In this blog post I want to talk about large language models (LLMs) – a type of artificial intelligence (AI) designed to generate human-like text in response to a verbal query or prompt, such as OpenAI’s ChatGPT and Google’s Bard.
These models have the potential to change the way we work, whether that’s how we write our emails, summarise documents, create reports or analyse data. Whether or not your organisation has a policy on if and how to use LLMs, it’s almost certain people in your organisation are already using them one way or another.
We are not even close to understanding the full impact AI will have on our society. Right now however, the spotlight is shining on LLMs. For that reason, I want to take some time to outline key facts any organisation, but especially those in the public sector, must consider. Before implementing anything, it is vital to understand how these technologies work, what risks they introduce to an organisation, how to go about mitigating those risks, and implementing them safely.
Regulation and AI
As technologists, it’s hard not to be excited by these new tools. But coupled with that excitement is a responsibility to make sure we use them safely. After all, it was as recently as March that some of the world’s leading technologists signed a letter calling for a pause on AI development1.
Right now there’s a lack of regulation around AI, with nations taking a number of different approaches2. At the time of writing, Britain is simply applying existing regulations to AI systems, while the EU has begun categorising different uses of AI by degrees of risk. This has lead to some outright bans, for example in subliminal advertising.
The core of governments concerns are around accountability, privacy, bias and even intellectual-property rights.

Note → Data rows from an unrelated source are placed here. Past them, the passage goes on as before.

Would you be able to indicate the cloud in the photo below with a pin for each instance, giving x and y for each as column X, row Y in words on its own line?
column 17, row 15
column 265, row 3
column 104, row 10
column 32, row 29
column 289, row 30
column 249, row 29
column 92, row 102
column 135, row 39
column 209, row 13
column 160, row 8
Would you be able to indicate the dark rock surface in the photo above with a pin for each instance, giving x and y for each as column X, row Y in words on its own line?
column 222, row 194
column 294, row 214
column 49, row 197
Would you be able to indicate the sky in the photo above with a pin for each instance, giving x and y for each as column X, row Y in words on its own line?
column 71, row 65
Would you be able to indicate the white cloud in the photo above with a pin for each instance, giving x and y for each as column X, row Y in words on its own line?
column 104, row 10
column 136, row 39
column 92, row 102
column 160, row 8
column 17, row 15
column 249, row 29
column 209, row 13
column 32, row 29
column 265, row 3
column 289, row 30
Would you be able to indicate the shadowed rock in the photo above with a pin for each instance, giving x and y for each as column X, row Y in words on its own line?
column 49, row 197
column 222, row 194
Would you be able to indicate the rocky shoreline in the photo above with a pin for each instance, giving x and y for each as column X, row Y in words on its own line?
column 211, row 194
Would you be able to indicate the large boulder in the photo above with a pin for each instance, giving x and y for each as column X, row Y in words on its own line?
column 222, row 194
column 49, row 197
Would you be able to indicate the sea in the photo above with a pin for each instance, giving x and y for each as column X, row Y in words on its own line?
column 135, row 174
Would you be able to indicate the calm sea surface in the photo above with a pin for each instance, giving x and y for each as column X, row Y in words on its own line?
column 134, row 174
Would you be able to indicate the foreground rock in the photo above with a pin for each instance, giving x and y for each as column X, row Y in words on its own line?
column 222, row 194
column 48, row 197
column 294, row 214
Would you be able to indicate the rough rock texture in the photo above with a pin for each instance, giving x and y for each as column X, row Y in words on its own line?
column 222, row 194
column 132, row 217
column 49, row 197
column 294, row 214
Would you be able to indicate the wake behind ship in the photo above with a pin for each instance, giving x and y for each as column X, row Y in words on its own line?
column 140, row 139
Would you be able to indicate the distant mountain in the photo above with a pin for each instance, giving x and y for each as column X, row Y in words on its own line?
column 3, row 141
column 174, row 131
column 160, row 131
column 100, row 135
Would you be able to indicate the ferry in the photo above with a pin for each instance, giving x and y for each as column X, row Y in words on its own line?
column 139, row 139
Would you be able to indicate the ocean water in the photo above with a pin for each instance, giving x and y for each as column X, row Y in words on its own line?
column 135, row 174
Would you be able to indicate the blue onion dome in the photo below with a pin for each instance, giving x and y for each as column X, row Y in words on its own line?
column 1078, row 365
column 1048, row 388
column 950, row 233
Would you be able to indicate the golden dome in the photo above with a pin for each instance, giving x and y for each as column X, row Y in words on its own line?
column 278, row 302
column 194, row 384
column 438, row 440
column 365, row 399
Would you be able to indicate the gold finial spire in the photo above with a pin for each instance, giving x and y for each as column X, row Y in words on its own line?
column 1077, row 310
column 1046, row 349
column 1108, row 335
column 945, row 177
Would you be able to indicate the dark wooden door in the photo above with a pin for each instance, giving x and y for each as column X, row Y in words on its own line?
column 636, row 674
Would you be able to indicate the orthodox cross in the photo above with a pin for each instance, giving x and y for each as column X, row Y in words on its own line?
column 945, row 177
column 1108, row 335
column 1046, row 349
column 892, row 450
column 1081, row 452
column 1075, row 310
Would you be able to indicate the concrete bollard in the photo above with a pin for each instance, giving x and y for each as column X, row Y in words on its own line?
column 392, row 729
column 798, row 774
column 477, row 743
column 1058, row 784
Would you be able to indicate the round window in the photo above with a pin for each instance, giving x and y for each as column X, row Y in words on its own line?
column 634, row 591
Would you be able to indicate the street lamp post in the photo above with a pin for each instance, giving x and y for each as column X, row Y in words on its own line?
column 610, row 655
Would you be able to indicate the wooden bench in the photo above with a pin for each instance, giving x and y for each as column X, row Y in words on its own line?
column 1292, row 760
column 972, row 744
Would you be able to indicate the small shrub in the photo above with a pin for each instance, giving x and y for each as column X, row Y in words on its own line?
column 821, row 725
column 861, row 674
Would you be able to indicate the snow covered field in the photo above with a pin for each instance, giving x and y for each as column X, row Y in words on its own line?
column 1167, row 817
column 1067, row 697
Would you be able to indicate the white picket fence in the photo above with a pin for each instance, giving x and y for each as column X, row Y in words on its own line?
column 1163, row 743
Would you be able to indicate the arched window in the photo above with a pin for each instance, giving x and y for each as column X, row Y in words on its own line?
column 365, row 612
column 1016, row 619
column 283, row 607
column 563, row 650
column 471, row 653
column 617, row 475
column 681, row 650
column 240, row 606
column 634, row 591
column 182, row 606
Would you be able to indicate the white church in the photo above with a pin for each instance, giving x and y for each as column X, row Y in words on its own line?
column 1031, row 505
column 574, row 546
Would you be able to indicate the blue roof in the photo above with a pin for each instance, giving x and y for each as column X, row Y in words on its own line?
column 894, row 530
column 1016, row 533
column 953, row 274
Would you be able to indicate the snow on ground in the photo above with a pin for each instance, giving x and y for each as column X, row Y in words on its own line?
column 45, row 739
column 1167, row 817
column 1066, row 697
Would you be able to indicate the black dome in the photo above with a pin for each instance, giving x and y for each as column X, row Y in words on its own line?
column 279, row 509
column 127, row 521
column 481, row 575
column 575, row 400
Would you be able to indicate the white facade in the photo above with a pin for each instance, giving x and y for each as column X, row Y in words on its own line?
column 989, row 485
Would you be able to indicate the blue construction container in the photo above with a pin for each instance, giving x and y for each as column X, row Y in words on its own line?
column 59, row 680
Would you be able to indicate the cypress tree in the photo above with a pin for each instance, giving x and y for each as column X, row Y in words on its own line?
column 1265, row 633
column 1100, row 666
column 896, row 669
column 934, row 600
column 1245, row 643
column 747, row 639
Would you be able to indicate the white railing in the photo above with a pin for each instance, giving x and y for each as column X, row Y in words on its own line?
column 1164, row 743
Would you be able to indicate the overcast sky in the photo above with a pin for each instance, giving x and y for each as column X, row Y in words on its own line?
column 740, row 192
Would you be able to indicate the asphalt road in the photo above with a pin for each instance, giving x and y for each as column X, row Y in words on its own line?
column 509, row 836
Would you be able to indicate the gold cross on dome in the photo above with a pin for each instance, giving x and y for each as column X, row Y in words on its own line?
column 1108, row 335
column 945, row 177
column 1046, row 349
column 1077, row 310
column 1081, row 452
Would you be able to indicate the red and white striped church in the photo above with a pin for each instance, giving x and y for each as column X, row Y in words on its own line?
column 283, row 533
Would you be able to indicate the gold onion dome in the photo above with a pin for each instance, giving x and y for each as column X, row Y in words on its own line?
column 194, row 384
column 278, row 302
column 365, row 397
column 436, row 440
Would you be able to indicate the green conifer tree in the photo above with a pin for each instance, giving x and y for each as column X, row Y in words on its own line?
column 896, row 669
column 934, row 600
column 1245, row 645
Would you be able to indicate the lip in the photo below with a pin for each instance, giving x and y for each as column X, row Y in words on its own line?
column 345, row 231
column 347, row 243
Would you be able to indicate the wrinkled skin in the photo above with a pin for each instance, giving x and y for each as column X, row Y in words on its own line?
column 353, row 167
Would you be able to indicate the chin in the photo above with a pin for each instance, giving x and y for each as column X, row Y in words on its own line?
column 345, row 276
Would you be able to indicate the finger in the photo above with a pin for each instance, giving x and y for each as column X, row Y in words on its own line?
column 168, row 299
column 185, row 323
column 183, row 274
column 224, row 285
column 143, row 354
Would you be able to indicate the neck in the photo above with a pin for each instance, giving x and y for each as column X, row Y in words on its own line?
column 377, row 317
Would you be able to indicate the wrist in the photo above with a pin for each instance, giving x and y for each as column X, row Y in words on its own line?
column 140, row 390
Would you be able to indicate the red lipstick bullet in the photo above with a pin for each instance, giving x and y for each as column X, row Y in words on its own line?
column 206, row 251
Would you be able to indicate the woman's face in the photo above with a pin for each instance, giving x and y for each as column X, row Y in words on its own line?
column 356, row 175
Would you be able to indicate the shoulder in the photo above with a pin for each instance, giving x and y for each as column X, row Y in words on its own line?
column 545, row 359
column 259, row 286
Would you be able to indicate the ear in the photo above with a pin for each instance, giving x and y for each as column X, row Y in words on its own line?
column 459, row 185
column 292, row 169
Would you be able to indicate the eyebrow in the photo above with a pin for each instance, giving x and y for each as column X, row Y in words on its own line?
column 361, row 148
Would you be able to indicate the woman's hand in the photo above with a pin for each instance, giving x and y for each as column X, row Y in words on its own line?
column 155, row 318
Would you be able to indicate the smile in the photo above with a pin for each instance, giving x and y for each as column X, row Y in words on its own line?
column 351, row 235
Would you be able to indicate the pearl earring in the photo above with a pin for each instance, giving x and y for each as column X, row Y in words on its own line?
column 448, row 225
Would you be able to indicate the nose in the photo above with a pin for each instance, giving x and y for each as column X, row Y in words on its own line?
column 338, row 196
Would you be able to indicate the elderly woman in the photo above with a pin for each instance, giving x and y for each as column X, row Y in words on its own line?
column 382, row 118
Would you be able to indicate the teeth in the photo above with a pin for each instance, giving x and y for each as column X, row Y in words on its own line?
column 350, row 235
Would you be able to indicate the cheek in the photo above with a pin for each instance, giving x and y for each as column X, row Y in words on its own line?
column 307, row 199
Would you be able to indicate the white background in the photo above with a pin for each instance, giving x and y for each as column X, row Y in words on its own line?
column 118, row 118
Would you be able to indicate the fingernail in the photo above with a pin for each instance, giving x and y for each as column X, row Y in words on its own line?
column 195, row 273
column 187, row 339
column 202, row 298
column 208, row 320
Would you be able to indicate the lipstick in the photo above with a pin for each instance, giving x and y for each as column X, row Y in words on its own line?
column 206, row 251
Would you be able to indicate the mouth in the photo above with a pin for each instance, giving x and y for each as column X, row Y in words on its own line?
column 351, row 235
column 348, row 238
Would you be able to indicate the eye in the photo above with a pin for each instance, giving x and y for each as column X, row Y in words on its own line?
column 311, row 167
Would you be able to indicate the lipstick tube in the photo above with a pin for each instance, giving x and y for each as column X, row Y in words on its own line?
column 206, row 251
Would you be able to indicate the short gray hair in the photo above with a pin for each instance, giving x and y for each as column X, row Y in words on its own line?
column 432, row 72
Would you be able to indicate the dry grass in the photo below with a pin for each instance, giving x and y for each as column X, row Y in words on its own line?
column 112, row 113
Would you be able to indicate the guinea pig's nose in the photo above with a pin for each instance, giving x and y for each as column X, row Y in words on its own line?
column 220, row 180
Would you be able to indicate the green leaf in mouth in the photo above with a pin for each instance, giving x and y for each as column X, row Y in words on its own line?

It has become a regular occurrence to find new news stories about LLMs plagiarising writers3 and artists4, and even fabricating non-existent lawsuits5.
In March, the Department for Science, Innovation & Technology (DSIT) published an excellent white paper, A pro-innovation approach to AI regulation6, outlining 5 values that every implementation of AI should embody:
- safety, security and robustness
- transparency and explainability
- accountability and governance
- contestability and redress
Let’s look at some of the things public sector organisations should consider when approaching these values.
1. Safety, security and robustness
Perhaps the main consideration right now is that the readily-available LLMs are proprietary technology run by private companies. No online service is completely safe. In a fast-moving technology landscape, being first to release a product to market can be a significant advantage – perhaps to the tune of billions of dollars.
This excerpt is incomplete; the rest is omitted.